Оба были хорошими бойцами, и если Китаец брал ловкостью, то Джиу — силой и опытом. Он орудовал пудовым мечом так легко, словно это была тренировочная рапира, и Китаец едва успевал отражать сокрушительные удары и уклоняться от них. Если хотя бы один достиг цели, Китаец так и остался бы лежать напротив второго вагона.

Кто-то промчался сверху по крышам и исчез. В самом поезде тоже шло сражение: в окнах мелькали локти, спины, стулья… Но кто кого там побеждал?

Мой соперник был бритоголов, мордат, мышцы так и ходили у него под рубахой. Я думал разделаться с ним нахрапом, но он вдруг так ловко бросил меня через бедро, что я улетел под паровоз и едва шею не сломал, приземляясь.

Дела! Без бешенства штурмового крюковика, видно, не обойтись.

Бритоголовый ждал в низкой стойке, слегка растопырив пальцы и шевеля ими. Он внимательно следил за моими глазами, руками и ногами одновременно.

— Ну иди, иди сюда, — приговаривал он и так грамотно поймал мою руку на болевой прием, что я чуть не остался без руки. Просто чудом удалось вывернуться. И тогда, разворачиваясь в прыжке, я заехал ему ногой под правое ухо от всей души.

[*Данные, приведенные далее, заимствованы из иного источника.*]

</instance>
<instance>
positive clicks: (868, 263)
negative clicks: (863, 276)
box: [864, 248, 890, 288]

Но это я хотел — под правое ухо, а там уже был выставлен блок, и бритоголовый удовлетворенно хмыкнул, когда я завопил от боли в голеностопном суставе.

Нет, без внутреннего бешенства мне явно не одолеть этого типа.

— Берегись! — предупредил я его и за несколько секунд вогнал себя в то самое состояние. Тут уж за мной было не уследить.

Я двинулся на него немного боком и молниеносно провел девяносто шесть ударов всеми четырьмя конечностями по его корпусу.

Не так уж он был и непробиваем, этот бритоголовый головорез!

— Все! Все! Все! — бормотал он как заведенный, когда я уже его связал и положил на ковер, чтобы не простудился. — Все! Все!

Все так все. Я огляделся. Хек, держа байонет в левой руке, правой с зажатым в ней ломиком отбивался от наседавшего толстяка. Тот пырял Хека алебардой, но пока безуспешно.

— Слабенький удар, — приговаривал Хек, — слабенький удар!

Джиу теснил Китайца, с прежней неутомимостью орудуя мечом. Удары сыпались на Китайца слева и справа, но его клинок тоже не дремал. Китаец медленно кружился вокруг Джиу и, судя по всему, замышлял какой-то маневр.

В куче сваленного добра Меткач нашел оружейный ящик и теперь вел активную перестрелку с бандитами, засевшими в четвертом вагоне. Их было двое, они постоянно меняли окна и иной раз вместо себя подло подставляли голову пассажира. Надо было держать ухо востро.

Меткач стрелял вперекидку — перебрасывая пистолеты из руки в руку, как бы жонглируя ими. Это был чисто ковбойский шик.

— Сдавайтесь, канальи! — кричал Меткач, посылая пулю за пулей в окна поезда, но оттуда отвечали с глумливым смешком:

— Сами сдавайтесь, проходимцы! Проходимцы-проходимчики!

И вдруг я увидел меч Джиу… Да-да, полутораметровый меч атамана был выбит и летел в темноту. Китаец провел свой прием!

А Джиу огромными прыжками мчался к поезду. Вот он нырнул в одно из разбитых окон и затерялся во тьме вагона. Какого там по счету?